Kistner, the lawyer for the plaintiffs in the case, said there was a simple fix available for the law – “to amend it to say that we are hereby creating this agency, the unaccredited school district transfer agency that’s going to have authority to promulgate regulations in accordance with the statute.
“Presto, what do you have? You set up a body with expertise. You have to stay within the framework of the statute. That type of concept is fairly simplistic, I understand, but that type of concept is one approach. Why didn’t they do it? I don’t know.”
As things stand, with Nixon's expected veto of the transfer bill, students will once again be moving from Normandy and Riverview Gardens to adjacent districts come August. In Francis Howell, Sloan expects this year to go more smoothly, if only because the district has a year’s experience to draw on.

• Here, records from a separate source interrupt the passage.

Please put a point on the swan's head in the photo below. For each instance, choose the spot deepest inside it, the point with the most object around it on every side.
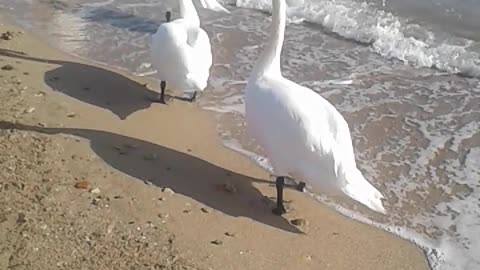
(213, 5)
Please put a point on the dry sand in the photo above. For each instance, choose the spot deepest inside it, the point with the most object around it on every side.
(64, 121)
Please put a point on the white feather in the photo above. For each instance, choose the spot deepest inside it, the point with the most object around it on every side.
(181, 52)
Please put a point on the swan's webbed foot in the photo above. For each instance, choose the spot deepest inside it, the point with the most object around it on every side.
(161, 97)
(280, 209)
(158, 99)
(301, 186)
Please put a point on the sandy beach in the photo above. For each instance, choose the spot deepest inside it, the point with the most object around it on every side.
(93, 176)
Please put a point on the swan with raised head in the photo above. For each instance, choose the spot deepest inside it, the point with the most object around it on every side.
(303, 135)
(180, 51)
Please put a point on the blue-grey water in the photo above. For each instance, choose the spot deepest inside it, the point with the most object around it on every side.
(404, 73)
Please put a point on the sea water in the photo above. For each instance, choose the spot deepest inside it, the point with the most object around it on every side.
(404, 73)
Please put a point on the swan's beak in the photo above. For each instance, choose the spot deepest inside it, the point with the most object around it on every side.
(213, 5)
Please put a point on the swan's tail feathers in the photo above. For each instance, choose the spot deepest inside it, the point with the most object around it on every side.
(197, 84)
(359, 189)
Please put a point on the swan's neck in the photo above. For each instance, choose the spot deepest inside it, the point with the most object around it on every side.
(269, 61)
(188, 12)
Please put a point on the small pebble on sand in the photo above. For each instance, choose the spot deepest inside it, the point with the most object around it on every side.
(169, 191)
(152, 156)
(7, 67)
(30, 110)
(8, 35)
(229, 234)
(95, 190)
(82, 185)
(217, 242)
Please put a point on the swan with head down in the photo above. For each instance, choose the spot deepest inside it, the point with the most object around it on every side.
(180, 51)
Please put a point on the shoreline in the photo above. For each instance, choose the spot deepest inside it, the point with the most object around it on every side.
(133, 140)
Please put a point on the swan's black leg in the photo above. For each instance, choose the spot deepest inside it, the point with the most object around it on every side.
(280, 209)
(194, 97)
(301, 186)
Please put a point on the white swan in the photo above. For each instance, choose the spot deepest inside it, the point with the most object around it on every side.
(303, 135)
(180, 51)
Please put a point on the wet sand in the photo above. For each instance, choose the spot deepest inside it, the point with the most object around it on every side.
(136, 153)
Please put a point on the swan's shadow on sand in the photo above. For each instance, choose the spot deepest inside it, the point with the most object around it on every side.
(93, 85)
(181, 172)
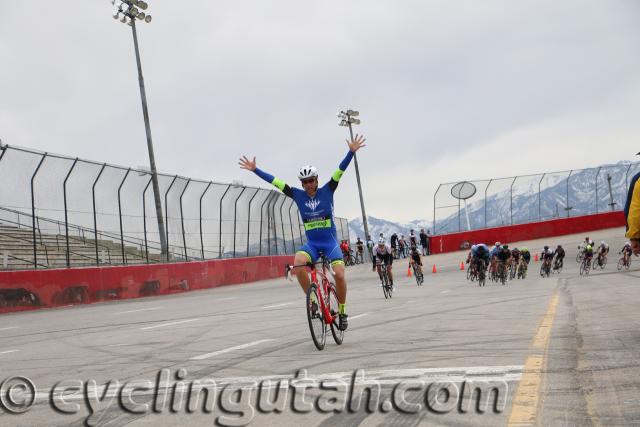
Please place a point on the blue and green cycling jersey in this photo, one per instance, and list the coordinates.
(316, 212)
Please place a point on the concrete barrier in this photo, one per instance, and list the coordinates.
(534, 230)
(34, 289)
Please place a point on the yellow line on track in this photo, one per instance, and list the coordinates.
(524, 410)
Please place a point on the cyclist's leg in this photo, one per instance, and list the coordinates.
(334, 254)
(305, 254)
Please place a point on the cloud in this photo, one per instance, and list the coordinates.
(447, 90)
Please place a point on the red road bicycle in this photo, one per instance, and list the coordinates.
(322, 303)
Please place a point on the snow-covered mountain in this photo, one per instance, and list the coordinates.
(377, 226)
(527, 207)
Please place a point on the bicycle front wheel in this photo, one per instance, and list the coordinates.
(317, 327)
(338, 335)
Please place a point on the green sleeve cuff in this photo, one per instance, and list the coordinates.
(278, 183)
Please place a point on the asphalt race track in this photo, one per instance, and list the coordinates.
(555, 351)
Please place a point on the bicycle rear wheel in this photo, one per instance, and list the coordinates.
(338, 335)
(317, 327)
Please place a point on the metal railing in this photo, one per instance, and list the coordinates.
(529, 198)
(103, 214)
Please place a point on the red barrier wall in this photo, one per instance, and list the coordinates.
(32, 289)
(534, 230)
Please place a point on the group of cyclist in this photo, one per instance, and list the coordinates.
(383, 253)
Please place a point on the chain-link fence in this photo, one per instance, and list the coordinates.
(529, 198)
(57, 211)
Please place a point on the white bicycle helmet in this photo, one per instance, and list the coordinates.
(307, 172)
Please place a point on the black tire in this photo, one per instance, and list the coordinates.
(317, 327)
(338, 335)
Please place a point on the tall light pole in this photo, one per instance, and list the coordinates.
(130, 11)
(348, 119)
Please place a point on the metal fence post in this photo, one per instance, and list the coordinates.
(284, 236)
(66, 218)
(235, 216)
(124, 258)
(249, 218)
(201, 239)
(144, 220)
(268, 198)
(434, 208)
(184, 239)
(33, 212)
(568, 208)
(597, 174)
(485, 202)
(166, 214)
(275, 225)
(293, 239)
(511, 202)
(540, 198)
(220, 222)
(95, 216)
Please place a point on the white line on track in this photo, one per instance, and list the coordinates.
(359, 316)
(279, 305)
(168, 324)
(135, 311)
(509, 374)
(227, 350)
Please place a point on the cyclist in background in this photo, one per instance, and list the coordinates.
(360, 250)
(546, 256)
(559, 255)
(402, 245)
(504, 258)
(382, 253)
(413, 240)
(626, 252)
(480, 252)
(394, 244)
(414, 258)
(603, 251)
(370, 246)
(588, 254)
(315, 205)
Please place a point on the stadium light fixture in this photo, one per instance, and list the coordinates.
(131, 11)
(347, 120)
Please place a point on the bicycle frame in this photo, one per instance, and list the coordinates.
(322, 286)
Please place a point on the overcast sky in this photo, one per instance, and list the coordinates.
(447, 90)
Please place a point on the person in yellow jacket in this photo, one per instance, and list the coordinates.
(632, 214)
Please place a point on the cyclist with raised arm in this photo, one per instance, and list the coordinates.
(382, 254)
(316, 210)
(559, 255)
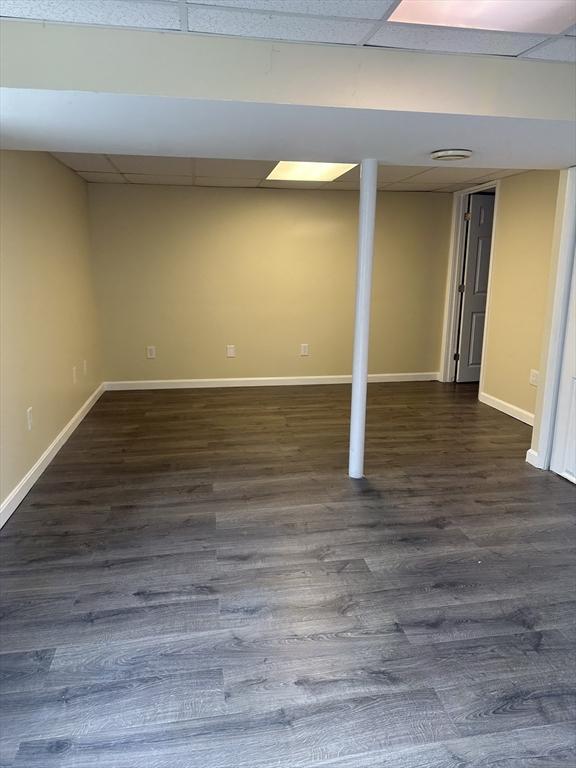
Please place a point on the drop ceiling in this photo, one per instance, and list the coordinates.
(212, 172)
(348, 22)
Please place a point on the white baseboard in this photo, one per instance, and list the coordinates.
(14, 498)
(507, 408)
(533, 458)
(266, 381)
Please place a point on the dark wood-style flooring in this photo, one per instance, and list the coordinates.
(195, 583)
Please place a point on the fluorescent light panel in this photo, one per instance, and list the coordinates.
(287, 170)
(545, 16)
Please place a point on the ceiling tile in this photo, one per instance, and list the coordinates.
(449, 175)
(226, 21)
(293, 184)
(342, 185)
(451, 40)
(147, 14)
(500, 174)
(392, 173)
(411, 187)
(355, 9)
(219, 181)
(164, 166)
(234, 169)
(145, 178)
(85, 162)
(556, 49)
(102, 178)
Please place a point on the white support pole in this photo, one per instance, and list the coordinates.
(366, 220)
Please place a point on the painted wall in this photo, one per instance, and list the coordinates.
(521, 268)
(48, 320)
(192, 270)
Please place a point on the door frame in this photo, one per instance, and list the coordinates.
(455, 264)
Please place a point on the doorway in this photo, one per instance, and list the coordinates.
(468, 284)
(473, 285)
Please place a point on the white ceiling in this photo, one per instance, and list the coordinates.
(212, 172)
(349, 22)
(130, 124)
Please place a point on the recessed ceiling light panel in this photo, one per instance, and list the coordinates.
(545, 16)
(286, 170)
(451, 154)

“A lot of the heavy lifting is over,” she said, “so if student return, there would certainly be some refinement of those systems. What might we be able to do better? What kind of different supports will kids need to be successful?”

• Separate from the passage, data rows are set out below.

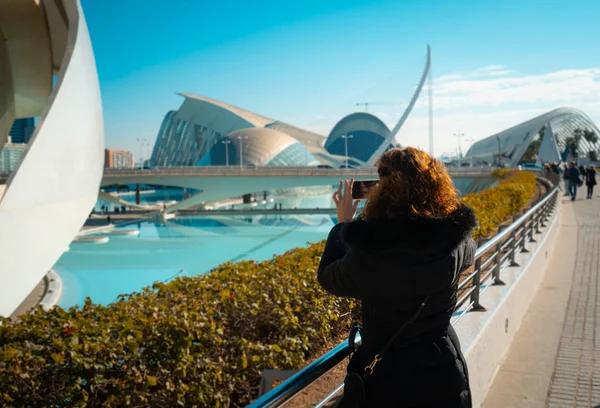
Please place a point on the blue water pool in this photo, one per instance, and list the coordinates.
(183, 246)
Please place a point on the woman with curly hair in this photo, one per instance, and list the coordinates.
(402, 258)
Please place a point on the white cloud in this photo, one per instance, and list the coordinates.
(485, 101)
(561, 87)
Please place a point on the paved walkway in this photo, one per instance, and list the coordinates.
(554, 361)
(576, 378)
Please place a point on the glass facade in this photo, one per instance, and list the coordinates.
(11, 156)
(181, 143)
(194, 136)
(21, 130)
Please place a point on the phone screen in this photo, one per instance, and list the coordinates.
(360, 189)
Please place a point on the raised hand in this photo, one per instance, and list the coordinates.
(346, 207)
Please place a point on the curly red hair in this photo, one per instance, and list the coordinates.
(412, 183)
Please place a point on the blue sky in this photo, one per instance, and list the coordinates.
(495, 63)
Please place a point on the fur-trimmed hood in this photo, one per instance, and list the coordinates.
(418, 235)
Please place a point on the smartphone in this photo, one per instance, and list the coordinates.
(360, 189)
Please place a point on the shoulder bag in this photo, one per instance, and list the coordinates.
(354, 382)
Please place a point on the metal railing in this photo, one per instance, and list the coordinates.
(265, 170)
(490, 258)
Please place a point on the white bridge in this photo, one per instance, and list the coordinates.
(216, 183)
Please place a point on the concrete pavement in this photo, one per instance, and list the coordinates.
(552, 361)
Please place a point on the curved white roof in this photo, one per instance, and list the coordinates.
(254, 118)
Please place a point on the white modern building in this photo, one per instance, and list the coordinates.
(523, 143)
(47, 69)
(205, 132)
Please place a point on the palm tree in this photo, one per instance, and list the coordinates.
(590, 136)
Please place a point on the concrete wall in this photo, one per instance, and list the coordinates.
(49, 196)
(486, 336)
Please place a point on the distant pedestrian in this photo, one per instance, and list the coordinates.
(574, 180)
(565, 170)
(590, 180)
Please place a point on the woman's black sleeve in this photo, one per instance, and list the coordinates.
(338, 271)
(468, 258)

And, she says, even if the lengthy bill passed by the General Assembly doesn’t become law, the fact that quality education has been a major topic of conversation around the state for past year is a plus.
But in Normandy, Humphrey says the effects of having a state-run school district and an appointed board supplant the elected board are sending the wrong kind of message.
“The thing that makes best sense would be to leave the elected school board in place, that understands the nuances of the district and the history, and you add any additional people that you want to appoint from the state board, to assure accountability. That was the proper move. We understand the kind of parameters that it takes to start school. They act as though they’ve never been involved in a school system before. It’s ludicrous.
“I’m standing on the top of the roof shouting this. You cannot have a district called the Normandy Schools Collaborative and refuse to collaborate. The underlying purpose of the name of the district is to have people come together to figure out what’s in the best interests of kids. We have been confronted with a monologues, not a dialogue. Monologues do not make for collaboration.”